With that tidbit of knowledge, I know beyond a shadow of a doubt that (1) there is a bug in subversion, (2) there is a way to fix it, and (3) I need to look elsewhere for my workaround. At this point, my work self looks for that workaround, but the good citizen in me blogs about it when I get home (so some other user can hopefully find a description of this bizarre error), and prepares a patch to the subversion team to scratch this itch.

But even if I act selfishly and stop short of being a good citizen, my employer and I are still ahead. And not having to wait makes all the difference. I don't have to bitch and moan at a vendor and prove that this is a bug, nor do I have to wait for a patch, an update, or (typical case) an unsatisfactory resolution that this behavior is by design. And my problem is resolved within hours instead of days or weeks.

This story is not new. Far too often, we cite benefit of source access in hypothetical and abstract terms. This story is real; it's just as it happened to me at work today.

*: The workaround I use is to create a special tunnel in my ~/.subversion/config file that overrides the traditional ssh invocation, and comment out the rest of the command that subversion generates:

[tunnels] myserver = $MYSERVER ssh myhost /home/ziggy/bin/svnserve -t ;#

To access the repo, use a svn+myserver://... URL.

The Revised Myth

Ovid on 2004-08-10T02:40:49

I am quite convinced that open source does not mean better programs. I am equally convinced that open source can mean better programmers. Those who wish to learn will learn regardless. Those like myself who are willing and able to learn but happily acknowledge that we take the path of least resistance are blessed with the abundance of freely available knowledge that open source provides.

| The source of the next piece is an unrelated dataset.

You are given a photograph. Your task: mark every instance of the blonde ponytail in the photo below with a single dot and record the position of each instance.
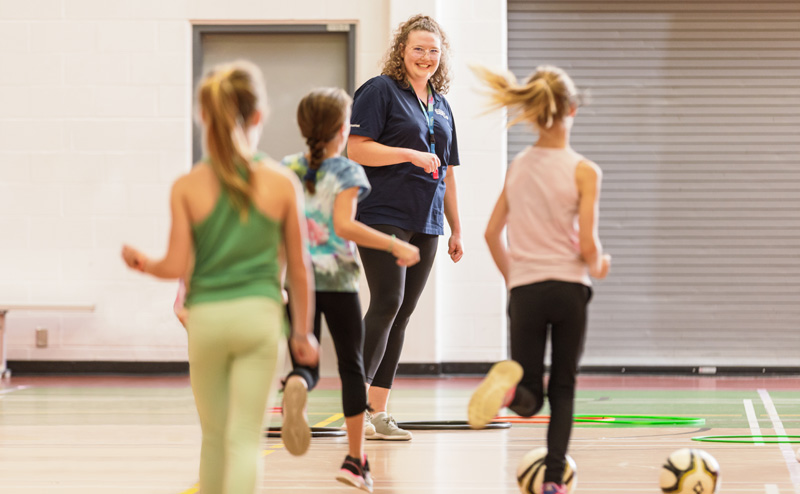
(547, 96)
(320, 115)
(229, 98)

Admittedly, most will not avail themselves of this knowledge. Many, perhaps most, programmers are happy to show up to work, do their job and go home. For those who find a passion for this sort of thing, however, we find so much more available to us. Of course much of this is because of the Internet. In the early seventies, coming up with a new idea generally meant sharing it with a relatively small circle of friends (or a small academic community if you were really lucky) and getting a bit of feedback now and then. Today, we can post a new idea and get blasted to smithereens in just a few minutes. This ability to rapidly acquire information benefits all programmers, but for those who wish investigate the practical applications of their new found knowledge, closed source is useless. You can't research it as well, nor can you share it if you write it.

Curiously, I think many misunderstood this point in my recent post on this topic but that's probably because I was not as clear as I could be. Next time, I'll spell out in big, bold letters I did not mean "X" and then go on to my main point.

Re:The Revised Myth

chromatic on 2004-08-10T03:54:17

Does better feedback received and applied mean better programs?

Consider Jarkko's non-(x86, gcc, Linux) patches for Parrot this weekend, for example.

Re:The Revised Myth

Ovid on 2004-08-10T04:13:46

If you're referring to Jarkko's comments about (int*)&something_not_int, I can see that Parrot is better for it, but I do suspect that issues like this are the exception rather than the rule. Here we're talking about a great programmer giving advice to a great programmer and that's hardly the common case.